Moving Forward

Pluralistically

This is work is particularly important in the case of a pluralistic practitioner, where we must be able to work with the entirety of our clients. Harnessing awareness of our underlying biases that may prevent us from providing best and safest practice allows us to do this. When we can collaborate internally with congruence and understanding, we can meet the entirety of our clients with the entirety of ourselves.

Deconstructing our personal biases encourages us to draw on anthropological, philosophical and sociological ideas, combined with our counsellor knowledge to understand the world around us and our place within it as counsellors - a pluralistic approach to working pluralistically. 

We can use the same tools we use with clients, in a different way with our inner parts that hold bias. Utilising emotional regulation tools, IFS, inner child work, cultural competencies and considering and holding multiple truths.

The Framework

  1. Take an IAT, or identify a bias you have. Do a little research about the origins of the bias and the context for your own (british society, media portrayal etc).

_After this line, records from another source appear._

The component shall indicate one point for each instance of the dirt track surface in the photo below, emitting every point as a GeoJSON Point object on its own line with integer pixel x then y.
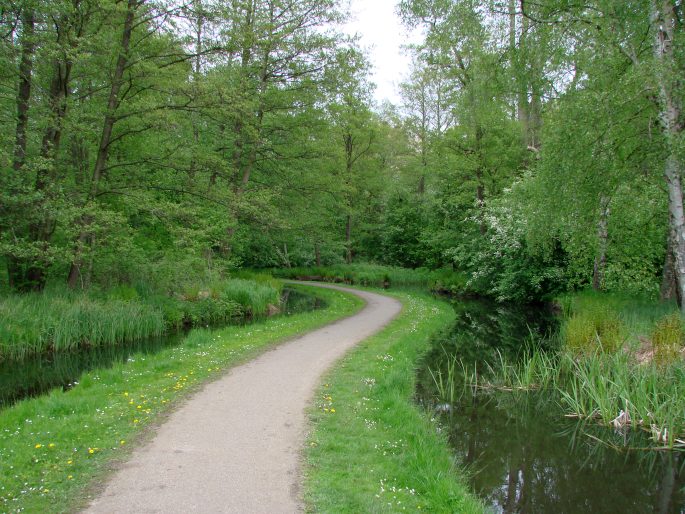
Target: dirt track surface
{"type": "Point", "coordinates": [236, 445]}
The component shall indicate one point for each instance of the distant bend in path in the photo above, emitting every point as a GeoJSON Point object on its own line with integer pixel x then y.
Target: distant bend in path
{"type": "Point", "coordinates": [235, 446]}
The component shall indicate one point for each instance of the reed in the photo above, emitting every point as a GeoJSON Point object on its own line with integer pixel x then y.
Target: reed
{"type": "Point", "coordinates": [64, 320]}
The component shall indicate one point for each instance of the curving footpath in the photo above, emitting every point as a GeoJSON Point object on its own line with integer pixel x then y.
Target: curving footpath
{"type": "Point", "coordinates": [235, 446]}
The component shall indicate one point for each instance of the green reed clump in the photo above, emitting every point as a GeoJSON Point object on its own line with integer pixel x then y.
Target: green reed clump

Remember emotional regulation techniques for any difficult feelings that might come up (EFT, peer support, meditation).

  2. Then increase your awareness, identify the feelings about, and the impacts of, this bias. What does it mean for your practice? Remember self compassion! (Supervision, journalling, peer discussion). 

  3. This is deconstruction! We can take action to externally practice the internal development (join a group, attend a seminar, deconstruct your biases!). This will grow with practice, we start with ourselves, then it expands our world view and to others.

This is how we reduce potential for harm from implicit bias while finding expansive awareness and compassion for self and others!